Rep. Waxman set the tone for the hearing during his opening comments when he described government funding of AUM programs as “bad economics” and argued that there is no evidence that AUM education works. “We’ve already spent over $1.3 billion on abstinence-only programs,” Rep. Waxman said in his statement. “The question we must ask today is whether we can justify pouring millions more into these programs when the weight of the evidence points elsewhere.”
During the four-hour hearing, CSE proponents blasted AUM education as ineffective, intolerant and a threat to basic human rights, and called on Congress to eliminate federal funding for AUM programs. For example, Dr. John Santelli, a senior fellow with the Guttmacher Institute, which is the research arm of Planned Parenthood, argued that AUM education is “out of touch” with trends in early sexual activity among young people today. Dr. Santellie also claimed that most of the recent decline in teen pregnancy and sexual activity among young people is due to increased contraceptive use. Another witness was Shelby Knox, a student and CSE advocate, who was the focus of a 2005 PBS documentary blasting AUM education called, “The Education of Shelby Knox.” Knox, who at age 15 took a virginity pledge at her local church in Texas, told the committee that AUM education promotes “misinformation, shame, guilt, and intolerance.”

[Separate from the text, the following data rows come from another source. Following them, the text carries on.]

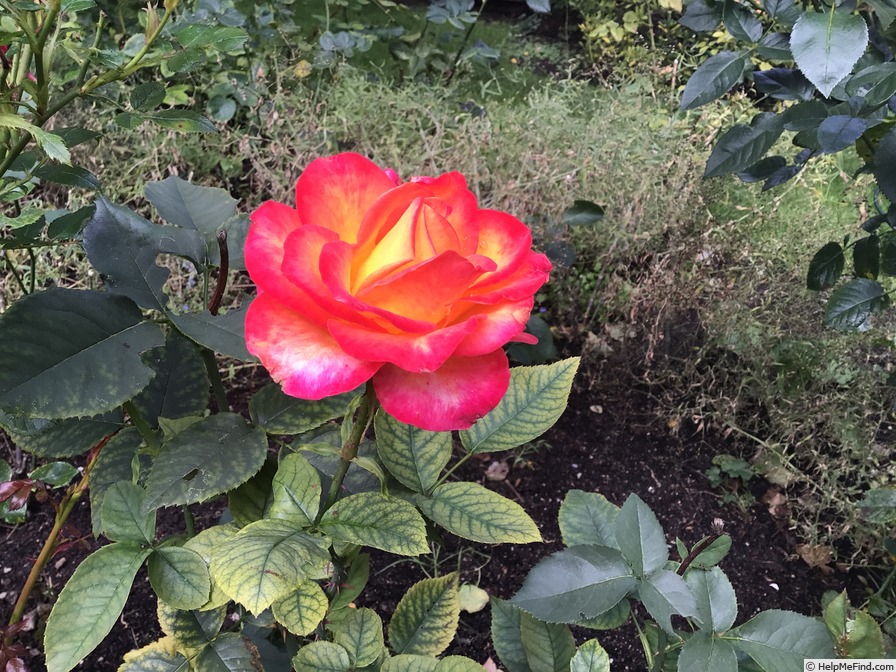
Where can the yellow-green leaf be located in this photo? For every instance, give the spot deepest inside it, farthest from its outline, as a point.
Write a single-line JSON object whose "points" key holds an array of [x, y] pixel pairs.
{"points": [[322, 657], [474, 512], [264, 561], [303, 609], [534, 401], [360, 633], [370, 519], [413, 456], [425, 619], [90, 603]]}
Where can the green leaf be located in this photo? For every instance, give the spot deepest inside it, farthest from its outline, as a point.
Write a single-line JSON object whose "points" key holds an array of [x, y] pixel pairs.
{"points": [[67, 353], [265, 561], [839, 131], [229, 652], [279, 413], [590, 657], [212, 456], [850, 305], [884, 165], [609, 620], [221, 38], [587, 518], [204, 544], [474, 512], [741, 146], [184, 121], [705, 653], [52, 144], [715, 598], [59, 438], [296, 491], [114, 464], [70, 224], [866, 257], [222, 333], [665, 594], [425, 619], [780, 640], [826, 267], [54, 474], [90, 603], [879, 505], [715, 76], [701, 16], [413, 456], [355, 582], [370, 519], [251, 500], [206, 210], [180, 577], [827, 46], [302, 610], [191, 631], [147, 96], [640, 537], [549, 647], [410, 663], [122, 514], [741, 22], [582, 213], [70, 176], [123, 247], [158, 656], [535, 400], [322, 657], [576, 583], [180, 386], [360, 632]]}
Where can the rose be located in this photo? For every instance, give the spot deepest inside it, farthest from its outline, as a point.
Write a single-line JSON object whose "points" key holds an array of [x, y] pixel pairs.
{"points": [[412, 286]]}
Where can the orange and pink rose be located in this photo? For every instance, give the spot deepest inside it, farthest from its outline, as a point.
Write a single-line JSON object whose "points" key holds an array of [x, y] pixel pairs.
{"points": [[412, 286]]}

Despite the chairman’s strong bias against AUM and a panel of witnesses heavily stacked in favor of CSE, abstinence education supporters held their own. Dr. Stan Weed, director of the Institute for Research and Evaluation, has conducted over 100 different studies of AUM programs. He told committee members: “Emerging evidence supports the notion that abstinence-centered strategies, if well-designed and implemented, can significantly and substantially reduce teen sexual initiation for periods of 1 to 2 years and thereby may positively impact the health of American adolescents.”
“CSE advocates continue to promote the lie that AUM education doesn’t work, despite the growing body of research that shows that authentic AUM programs are effective at helping teens delay sexual activity and avoid other risky behaviors,” said John Rustin, vice president and director of government relations for the North Carolina Family Policy Council. “Congress should examine all the research and fund programs that effectively promote the only 100 percent effective way to avoid disease, unwed childbearing, and emotional heartache. To do anything less, is to sell our children short.”